The company had posted a consolidated net profit of Rs 171.66 crore in the corresponding quarter of preceding fiscal, JK Tyre & Industries Ltd said in a regulatory filing.
Consolidated revenue from operations in the quarter under review stood at Rs 3,758.6 crore as against Rs 3,698.45 crore in the same period a year ago.
Total expenses in the fourth quarter were higher at Rs 3,633.18 crore as compared to Rs 3,437.9 crore in the year-ago period, it added.
Besides, the company said it had incurred an exceptional item outgo of Rs 2.62 crore due to unfavourable foreign exchange fluctuation in the quarter.
JK Tyre said in the fourth quarter, India business revenue was up at Rs 3,406.41 crore as compared to Rs 3,215.2 crore in the year-ago period.
However, Mexico revenue was down at Rs 449.6 crore as against Rs 611.77 crore in the corresponding period a year ago.
The board has recommended a dividend of Rs 3 per equity share of Rs 2 each for the financial year ended March 2025.
In the 2024-25 fiscal, consolidated net profit was down at Rs 509.31 crore from Rs 805.94 crore in 2023-24, the company said.
Consolidated revenue from operations in FY25 stood at Rs 14,692.92 crore as compared to Rs 15,001.78 crore in FY24.
"Despite a challenging and uncertain global economic landscape, JK Tyre delivered a promising performance in FY2025, gaining significant momentum in the fourth quarter," JK Tyre & Industries Chairman & Managing Director Raghupati Singhania said.
In the domestic market, he said the company recorded a healthy uptick in both replacement and OEM segments compared to the same quarter last year.
"This growth reflects not only the company's robust brand equity and deep market reach but also the positive macroeconomic environment and growing automotive demand," Singhania said.
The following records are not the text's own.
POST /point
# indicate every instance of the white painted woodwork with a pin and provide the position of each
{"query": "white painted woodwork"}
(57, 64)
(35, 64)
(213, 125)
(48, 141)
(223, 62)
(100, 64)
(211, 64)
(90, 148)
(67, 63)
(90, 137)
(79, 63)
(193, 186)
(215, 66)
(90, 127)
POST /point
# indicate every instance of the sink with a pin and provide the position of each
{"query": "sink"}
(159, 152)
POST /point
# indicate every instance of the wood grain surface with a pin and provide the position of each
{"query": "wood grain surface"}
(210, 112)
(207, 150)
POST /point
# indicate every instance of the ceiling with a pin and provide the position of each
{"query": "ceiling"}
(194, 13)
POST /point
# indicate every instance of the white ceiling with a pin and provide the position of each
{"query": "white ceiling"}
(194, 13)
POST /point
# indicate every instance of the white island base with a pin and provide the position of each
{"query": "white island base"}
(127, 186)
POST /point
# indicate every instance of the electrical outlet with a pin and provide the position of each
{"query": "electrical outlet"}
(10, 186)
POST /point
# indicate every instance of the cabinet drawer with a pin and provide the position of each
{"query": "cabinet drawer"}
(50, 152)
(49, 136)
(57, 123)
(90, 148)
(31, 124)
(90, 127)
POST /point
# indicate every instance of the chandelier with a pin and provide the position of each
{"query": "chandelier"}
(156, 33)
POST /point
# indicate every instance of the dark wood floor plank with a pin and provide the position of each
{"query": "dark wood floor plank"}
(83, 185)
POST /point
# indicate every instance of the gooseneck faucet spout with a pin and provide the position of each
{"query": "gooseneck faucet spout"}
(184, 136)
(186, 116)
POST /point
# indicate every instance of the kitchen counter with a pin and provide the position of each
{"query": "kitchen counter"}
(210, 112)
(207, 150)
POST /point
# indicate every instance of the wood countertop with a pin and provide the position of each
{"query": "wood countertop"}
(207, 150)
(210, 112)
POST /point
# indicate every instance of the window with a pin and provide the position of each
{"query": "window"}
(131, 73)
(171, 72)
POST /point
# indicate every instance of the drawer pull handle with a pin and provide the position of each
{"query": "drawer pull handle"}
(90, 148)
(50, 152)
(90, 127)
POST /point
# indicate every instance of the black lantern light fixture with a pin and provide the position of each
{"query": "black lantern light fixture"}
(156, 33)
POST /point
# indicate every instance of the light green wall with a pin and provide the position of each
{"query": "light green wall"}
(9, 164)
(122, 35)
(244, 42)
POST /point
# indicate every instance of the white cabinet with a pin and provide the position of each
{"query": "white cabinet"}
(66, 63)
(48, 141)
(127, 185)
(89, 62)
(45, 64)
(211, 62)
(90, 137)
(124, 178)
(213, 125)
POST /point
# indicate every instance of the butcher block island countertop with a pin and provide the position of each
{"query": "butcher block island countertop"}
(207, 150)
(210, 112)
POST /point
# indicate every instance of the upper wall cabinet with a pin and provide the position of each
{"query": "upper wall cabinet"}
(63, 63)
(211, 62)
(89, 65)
On the outlook, he said, "We are entering FY2026 with renewed confidence, backed by a robust demand outlook across all segments." The government's accelerated focus on infrastructure, a strong pipeline of new vehicle launches, potential easing of interest rates, and an expected normal monsoon position the company well for sustained growth, he noted.